Le medesime considerazioni possono essere svolte con riferimento alle contestazioni afferenti l'usurarietà dei tassi applicati al finanziamento.
Come precisato dall'opposta, il tasso soglia di riferimento, pari al 15,10, non è mai stato superato: né il TAN, né il Teg e il Taeg applicati al finanziamento nella misura rispettivamente del 4,5%, 9,91% e 12,81% superano detta soglia. Lo stesso dicasi per gli interessi di mora indicati nella misura del 4,5%.
Correttamente, poi, la esclude la rilevanza, ai fini dell'accertamento CP_1
dell'usurarietà dei tassi applicati, di ogni sommatoria tra interessi corrispettivi e moratori. È ormai prevalente l'orientamento in forza del quale “nessuna norma di legge consente
di operare la sommatoria dei tassi di interesse corrispettivi e moratori al fine di
rapportarne il risultato al tasso soglia;
in sostanza, quindi, entrambe le tipologie di
interessi potenzialmente potrebbero al più risultare usurarie, ma ciò dovrà essere
valutato singolarmente per ciascuna categoria di interessi, dal momento che, nel caso
di inadempimento del debitore e conseguente decorrenza degli interessi moratori,
questi si sostituiscono e non si aggiungono agli interessi corrispettivi”. (Cfr. tra le molte Trib. Gela, 13 giugno 2019).
Nello specifico, è noto che il tasso di mora ha una propria funzione di penalità per il fatto -eventuale- imputabile al debitore del ritardato pagamento e la sua incidenza va correlata al protrarsi ed alla gravità della inadempienza;
funzione totalmente diversa da quella “remunerativa” tipica degli interessi corrispettivi (cfr.

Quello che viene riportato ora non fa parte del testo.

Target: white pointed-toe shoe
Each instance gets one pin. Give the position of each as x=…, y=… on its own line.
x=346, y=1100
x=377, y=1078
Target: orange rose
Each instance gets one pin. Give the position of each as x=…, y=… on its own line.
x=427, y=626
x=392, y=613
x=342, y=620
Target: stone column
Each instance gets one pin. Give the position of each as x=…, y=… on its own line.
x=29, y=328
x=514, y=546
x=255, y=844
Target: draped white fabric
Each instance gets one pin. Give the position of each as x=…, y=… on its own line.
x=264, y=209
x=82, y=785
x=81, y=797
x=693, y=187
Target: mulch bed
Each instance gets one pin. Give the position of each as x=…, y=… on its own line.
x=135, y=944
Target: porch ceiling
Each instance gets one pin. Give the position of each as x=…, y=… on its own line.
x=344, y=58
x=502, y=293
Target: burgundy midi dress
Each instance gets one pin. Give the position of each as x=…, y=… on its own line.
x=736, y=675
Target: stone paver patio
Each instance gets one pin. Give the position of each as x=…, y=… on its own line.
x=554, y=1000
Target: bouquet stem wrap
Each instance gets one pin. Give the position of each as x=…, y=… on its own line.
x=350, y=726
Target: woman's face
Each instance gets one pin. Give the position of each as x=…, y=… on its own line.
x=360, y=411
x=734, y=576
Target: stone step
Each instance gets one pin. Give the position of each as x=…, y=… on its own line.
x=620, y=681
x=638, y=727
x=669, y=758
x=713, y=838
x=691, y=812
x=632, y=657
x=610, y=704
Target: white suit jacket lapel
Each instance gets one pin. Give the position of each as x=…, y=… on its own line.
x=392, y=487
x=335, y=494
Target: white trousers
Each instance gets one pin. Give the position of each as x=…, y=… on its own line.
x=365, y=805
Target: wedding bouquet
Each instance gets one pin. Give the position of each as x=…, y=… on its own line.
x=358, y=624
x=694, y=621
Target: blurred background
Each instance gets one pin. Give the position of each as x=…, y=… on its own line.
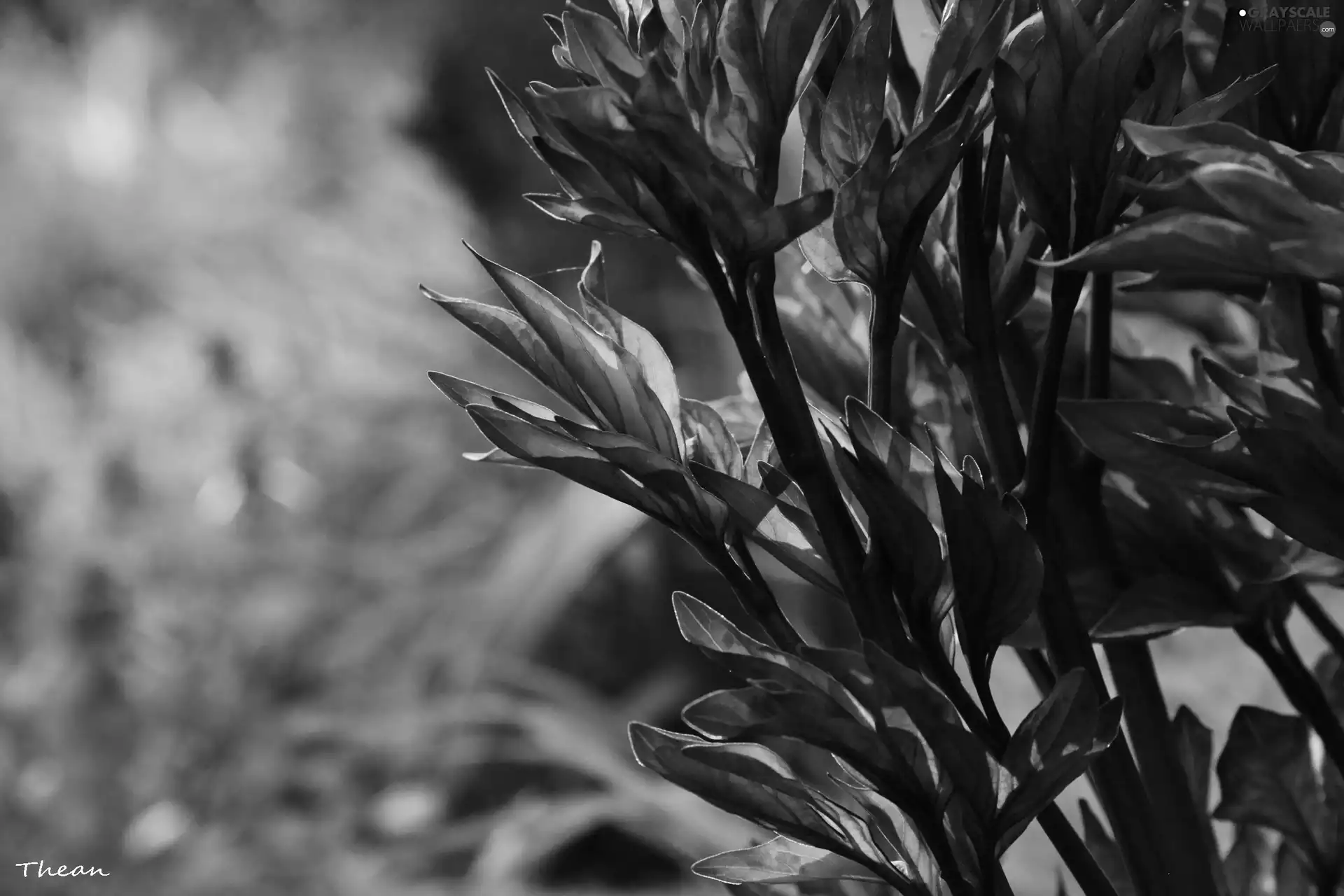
x=262, y=629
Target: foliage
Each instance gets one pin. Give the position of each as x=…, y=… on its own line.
x=867, y=735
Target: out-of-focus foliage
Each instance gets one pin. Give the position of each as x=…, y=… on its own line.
x=260, y=630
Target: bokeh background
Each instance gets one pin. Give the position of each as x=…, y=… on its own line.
x=262, y=629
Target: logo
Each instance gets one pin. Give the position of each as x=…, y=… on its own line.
x=1277, y=18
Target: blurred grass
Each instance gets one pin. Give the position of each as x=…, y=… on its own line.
x=261, y=630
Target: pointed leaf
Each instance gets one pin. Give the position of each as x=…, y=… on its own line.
x=562, y=454
x=855, y=106
x=780, y=862
x=1217, y=105
x=1053, y=746
x=609, y=375
x=708, y=440
x=784, y=531
x=1266, y=777
x=996, y=568
x=1176, y=241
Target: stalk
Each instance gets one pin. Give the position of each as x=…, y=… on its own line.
x=1296, y=682
x=1313, y=327
x=1176, y=818
x=1316, y=614
x=883, y=330
x=1062, y=834
x=990, y=393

Trib. Brescia, 16 gennaio
2014).
È stato più volte ribadito che l'usurarietà degli interessi corrispettivi o moratori va scrutinata con riferimento all'entità degli stessi, e non già alla sommatoria dei moratori con i corrispettivi, poiché detti tassi sono dovuti, tra di loro, alternativamente, e la sommatoria rappresenta “un non tasso od un tasso creativo, in quanto percentuale
relativa ad interessi mai applicati e non concretamente applicabili al mutuatario” (Cfr.
Tribunale Ravenna, 11 maggio 2018).
Dunque, l'incidenza del tasso moratorio sul costo complessivo del finanziamento non può essere determinata a priori, poiché deriva dall'ammontare del capitale scaduto e non pagato e dal periodo di ritardo: gli interessi corrispettivi sono calcolati sull'intero capitale e per tutta la durata del contratto, motivo per il quale già al momento dell'accordo è possibile accertare il costo del finanziamento;
mentre, gli interessi moratori sono calcolati solo sulla parte di capitale per la quale vi è inadempimento e limitatamente al periodo di mora;
sicché soltanto dopo che si sia verificato l'inadempimento e, quindi, siano stati addebitati gli interessi di mora è possibile quantificare in che percentuale i medesimi hanno inciso sul costo complessivo del contratto (Cfr. Trib. Napoli sentenza n. 4674.2021).
In definitiva, pertanto, alla luce delle considerazioni appena esposte, deve concludersi per il rigetto dell'opposizione e, di conseguenza, per la conferma del decreto opposto.
Le spese seguono la soccombenza e si liquidano come da dispositivo.
P.Q.M.
Il Tribunale di Salerno – I Sezione-, in composizione monocratica, definitivamente pronunciando sulla domanda proposta, ogni contraria istanza ed eccezione disattesa,
così provvede:
-rigetta l'opposizione e, per l'effetto, conferma il decreto opposto;
- condanna l'opponente al pagamento delle spese di lite, che si liquidano in €
2.540,00 per compensi, oltre IVA, CPA e rimborso forfettario per spese generali
nella misura del 15% come per legge.
Salerno, 21 gennaio 2025
IL TRIBUNALE
Dott. Corrado d'Ambrosio
In caso di diffusione del presente provvedimento, omettere le generalità e gli altri dati identificativi ai sensi dell'art. 52 D.Lgs. n. 196/2003.